Carter’s son, Wendell, declared for the NBA draft on his 19th birthday last month after playing one year at Duke University. He received All-ACC second-team honors and ranked second all-time among Duke freshmen in rebounds and blocked shots.
Though Carter appreciated the college experience her son received at Duke, her family was named in an FBI investigation of NCAA infractions.
To help other parents, Carter and her husband, who played college basketball and professionally overseas, established “Educate2Elevate,” a program that seeks to help parents and their children navigate the scholarship process, understand the landscape of college athletics and possibly pursue careers in professional sports.
“I want [students] to go [to college], but I want them to go for two years,” she said. “Why can’t they go to college and get a two-year certificate in this professional sport that they are pursuing, if they are that talented, so that they are aware and educated on the business of the sport that they want to [play]?”
As for the college basketball commission report released April 25, recommendations include:
• eliminating the NBA’s one-and-done rule that requires players to stay in college for at least one year;
• allowing students to remain in school if he/she hasn’t signed a professional contract;
• imposing harsher penalties for schools and coaches that cheat; and
• requesting apparel companies become more transparent about relationships with schools, coaches and agents regarding non-basketball activities and events.
The report also highlighted college athletes who received full scholarships — ranging between nearly $14,000 to $71,600 for in-state students and from $18,00 to $71,600 for out-of-state. When adding academic support, meals, travel, trainers and for those who received a degree, the report states those benefits average lifetime earnings of $1 million.
Jay Bilas, a former college basketball player at Duke University and current ESPN college basketball analyst, agreed with some of the report’s recommendations but said it still missed the aspect of money and commercialization in the sport.
“I thought amateurism should’ve been thoroughly examined, not just accepted,” he said. “Nobody undervalues an education. It’s just that the athletes are worth far more.”
Former NBA great and onetime Naval Academy standout David Robinson said college offer advantages for young adults.
“For the vast majority of those athletes that are going the college route, that opens up opportunities that are far beyond basketball,” said Robinson, who served on the basketball commission. “We believe as a commission in options and wanted to leave as many options open as we could.”

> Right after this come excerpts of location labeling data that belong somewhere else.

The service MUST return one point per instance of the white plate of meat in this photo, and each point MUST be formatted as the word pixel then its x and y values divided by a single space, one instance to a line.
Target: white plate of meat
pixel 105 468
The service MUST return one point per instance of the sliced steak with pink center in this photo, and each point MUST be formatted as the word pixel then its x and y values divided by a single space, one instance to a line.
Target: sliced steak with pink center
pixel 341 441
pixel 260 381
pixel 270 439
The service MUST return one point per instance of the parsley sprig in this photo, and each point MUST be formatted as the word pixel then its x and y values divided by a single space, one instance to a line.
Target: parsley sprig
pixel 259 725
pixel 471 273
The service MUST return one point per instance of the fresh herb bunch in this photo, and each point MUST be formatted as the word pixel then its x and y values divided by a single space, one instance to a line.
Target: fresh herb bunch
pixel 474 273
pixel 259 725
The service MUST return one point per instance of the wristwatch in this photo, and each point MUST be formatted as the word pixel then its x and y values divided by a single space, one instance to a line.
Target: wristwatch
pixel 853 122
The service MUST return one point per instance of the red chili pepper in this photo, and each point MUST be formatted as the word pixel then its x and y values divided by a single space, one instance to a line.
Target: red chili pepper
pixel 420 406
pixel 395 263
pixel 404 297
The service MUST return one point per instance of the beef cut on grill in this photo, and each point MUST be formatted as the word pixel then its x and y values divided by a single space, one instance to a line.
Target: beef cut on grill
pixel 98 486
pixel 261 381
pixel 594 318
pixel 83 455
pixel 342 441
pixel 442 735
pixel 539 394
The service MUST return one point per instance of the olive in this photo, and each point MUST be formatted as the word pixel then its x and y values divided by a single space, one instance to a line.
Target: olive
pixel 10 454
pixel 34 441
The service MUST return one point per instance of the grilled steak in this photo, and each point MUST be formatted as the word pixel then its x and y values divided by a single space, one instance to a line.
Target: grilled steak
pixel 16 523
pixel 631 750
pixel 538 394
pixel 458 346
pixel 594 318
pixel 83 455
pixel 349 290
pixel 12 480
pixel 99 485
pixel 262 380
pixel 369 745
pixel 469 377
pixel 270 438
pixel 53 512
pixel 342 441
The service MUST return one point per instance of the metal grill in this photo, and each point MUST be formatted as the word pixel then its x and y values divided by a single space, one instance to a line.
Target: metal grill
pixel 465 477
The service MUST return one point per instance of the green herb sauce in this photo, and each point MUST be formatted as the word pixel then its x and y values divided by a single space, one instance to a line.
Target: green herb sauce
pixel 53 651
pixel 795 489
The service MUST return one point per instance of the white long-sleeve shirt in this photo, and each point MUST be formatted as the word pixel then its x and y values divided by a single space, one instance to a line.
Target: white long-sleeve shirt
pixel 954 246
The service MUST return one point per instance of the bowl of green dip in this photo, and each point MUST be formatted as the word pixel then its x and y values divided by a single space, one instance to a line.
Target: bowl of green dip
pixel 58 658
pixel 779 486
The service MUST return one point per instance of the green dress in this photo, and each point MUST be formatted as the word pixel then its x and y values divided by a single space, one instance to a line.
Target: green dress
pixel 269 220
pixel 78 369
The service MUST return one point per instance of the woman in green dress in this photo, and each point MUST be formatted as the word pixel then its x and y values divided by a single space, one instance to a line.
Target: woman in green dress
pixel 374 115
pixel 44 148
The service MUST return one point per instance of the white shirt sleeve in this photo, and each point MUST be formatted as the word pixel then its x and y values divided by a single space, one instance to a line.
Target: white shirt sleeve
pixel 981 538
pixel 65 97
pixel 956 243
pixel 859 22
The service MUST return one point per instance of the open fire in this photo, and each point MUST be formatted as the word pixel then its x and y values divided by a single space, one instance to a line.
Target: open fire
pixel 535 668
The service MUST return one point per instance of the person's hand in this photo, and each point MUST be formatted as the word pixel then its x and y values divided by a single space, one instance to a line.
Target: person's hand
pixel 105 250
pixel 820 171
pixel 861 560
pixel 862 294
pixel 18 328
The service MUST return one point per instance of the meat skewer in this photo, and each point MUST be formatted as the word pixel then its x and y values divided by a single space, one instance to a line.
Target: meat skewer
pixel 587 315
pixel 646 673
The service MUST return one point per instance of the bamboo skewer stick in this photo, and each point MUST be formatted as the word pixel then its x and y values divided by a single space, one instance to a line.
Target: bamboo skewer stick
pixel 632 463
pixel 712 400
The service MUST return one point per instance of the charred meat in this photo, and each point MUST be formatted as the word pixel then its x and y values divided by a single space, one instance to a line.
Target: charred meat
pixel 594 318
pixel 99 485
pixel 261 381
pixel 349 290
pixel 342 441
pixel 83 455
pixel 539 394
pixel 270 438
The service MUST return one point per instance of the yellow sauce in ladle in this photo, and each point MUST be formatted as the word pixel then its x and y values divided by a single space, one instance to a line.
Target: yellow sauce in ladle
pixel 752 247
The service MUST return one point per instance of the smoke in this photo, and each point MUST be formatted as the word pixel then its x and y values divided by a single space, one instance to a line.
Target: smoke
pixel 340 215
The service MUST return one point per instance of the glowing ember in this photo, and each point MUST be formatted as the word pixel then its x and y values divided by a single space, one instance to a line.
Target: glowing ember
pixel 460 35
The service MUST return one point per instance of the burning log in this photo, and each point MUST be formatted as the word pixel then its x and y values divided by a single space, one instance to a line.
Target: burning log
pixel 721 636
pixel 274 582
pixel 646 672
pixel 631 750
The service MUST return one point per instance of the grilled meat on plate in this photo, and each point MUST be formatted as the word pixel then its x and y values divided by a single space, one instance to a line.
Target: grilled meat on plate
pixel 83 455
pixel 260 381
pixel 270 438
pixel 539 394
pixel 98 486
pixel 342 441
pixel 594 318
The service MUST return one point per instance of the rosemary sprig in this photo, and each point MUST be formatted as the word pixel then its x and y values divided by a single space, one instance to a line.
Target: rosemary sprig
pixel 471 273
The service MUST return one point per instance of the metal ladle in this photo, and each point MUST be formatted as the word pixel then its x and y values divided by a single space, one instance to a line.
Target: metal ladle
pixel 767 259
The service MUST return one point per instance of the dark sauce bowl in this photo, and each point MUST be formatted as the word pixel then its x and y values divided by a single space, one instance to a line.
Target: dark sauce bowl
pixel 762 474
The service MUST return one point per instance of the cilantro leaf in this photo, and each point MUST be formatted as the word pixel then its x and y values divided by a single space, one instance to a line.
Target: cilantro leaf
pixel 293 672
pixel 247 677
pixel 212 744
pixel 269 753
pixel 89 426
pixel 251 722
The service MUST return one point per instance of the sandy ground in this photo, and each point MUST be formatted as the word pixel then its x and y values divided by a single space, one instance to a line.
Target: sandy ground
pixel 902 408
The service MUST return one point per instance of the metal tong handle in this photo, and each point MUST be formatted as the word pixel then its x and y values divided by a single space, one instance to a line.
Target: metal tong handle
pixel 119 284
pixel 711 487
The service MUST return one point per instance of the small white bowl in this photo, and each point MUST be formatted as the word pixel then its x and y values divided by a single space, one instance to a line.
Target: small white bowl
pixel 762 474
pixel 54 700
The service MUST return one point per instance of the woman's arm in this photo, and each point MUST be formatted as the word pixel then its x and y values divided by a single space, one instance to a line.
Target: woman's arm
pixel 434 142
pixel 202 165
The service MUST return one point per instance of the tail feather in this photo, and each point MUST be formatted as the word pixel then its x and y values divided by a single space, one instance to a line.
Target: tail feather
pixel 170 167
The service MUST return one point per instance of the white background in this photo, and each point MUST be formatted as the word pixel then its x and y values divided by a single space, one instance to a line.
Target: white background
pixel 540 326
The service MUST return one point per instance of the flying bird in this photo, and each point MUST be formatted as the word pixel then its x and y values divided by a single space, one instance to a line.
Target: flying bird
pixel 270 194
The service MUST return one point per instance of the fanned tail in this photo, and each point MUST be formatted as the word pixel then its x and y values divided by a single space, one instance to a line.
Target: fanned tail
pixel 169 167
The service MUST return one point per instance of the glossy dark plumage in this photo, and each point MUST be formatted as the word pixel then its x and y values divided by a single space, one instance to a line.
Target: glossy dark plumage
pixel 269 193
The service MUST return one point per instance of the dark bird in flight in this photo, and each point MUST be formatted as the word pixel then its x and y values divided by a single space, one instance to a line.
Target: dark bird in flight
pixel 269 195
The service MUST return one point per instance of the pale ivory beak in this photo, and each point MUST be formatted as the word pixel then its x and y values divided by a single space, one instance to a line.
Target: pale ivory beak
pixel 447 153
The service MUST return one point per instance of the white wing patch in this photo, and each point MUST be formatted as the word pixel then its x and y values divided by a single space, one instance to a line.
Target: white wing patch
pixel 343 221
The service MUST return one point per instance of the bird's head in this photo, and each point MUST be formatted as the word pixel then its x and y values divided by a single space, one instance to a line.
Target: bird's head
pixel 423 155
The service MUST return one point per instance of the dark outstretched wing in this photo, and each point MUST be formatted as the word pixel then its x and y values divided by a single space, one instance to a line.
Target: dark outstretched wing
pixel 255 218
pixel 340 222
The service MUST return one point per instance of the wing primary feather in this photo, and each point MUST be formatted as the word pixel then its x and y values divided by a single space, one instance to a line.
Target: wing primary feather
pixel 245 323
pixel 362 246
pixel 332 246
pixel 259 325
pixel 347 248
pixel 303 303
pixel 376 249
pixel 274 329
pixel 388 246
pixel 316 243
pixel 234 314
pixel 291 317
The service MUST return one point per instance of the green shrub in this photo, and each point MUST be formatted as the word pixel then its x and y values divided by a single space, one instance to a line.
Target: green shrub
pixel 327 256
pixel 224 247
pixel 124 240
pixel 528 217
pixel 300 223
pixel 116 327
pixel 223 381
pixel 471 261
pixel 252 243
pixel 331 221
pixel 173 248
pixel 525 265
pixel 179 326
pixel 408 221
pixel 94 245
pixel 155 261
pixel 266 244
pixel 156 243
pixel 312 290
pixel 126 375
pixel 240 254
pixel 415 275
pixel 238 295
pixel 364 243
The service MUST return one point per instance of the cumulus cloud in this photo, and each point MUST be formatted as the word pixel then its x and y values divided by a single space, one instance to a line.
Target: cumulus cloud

The Knight Commission also released recommendations after its spring meeting that agreed with some of the Rice report, but included other measures such as adding six independent directors to the 24-member Division I board of directors, adopting new regulations for college employees to disclose financial records from shoe, equipment and apparel companies, and developing professional standards for coaches “for their roles as educators and leaders in the development of student-athletes.”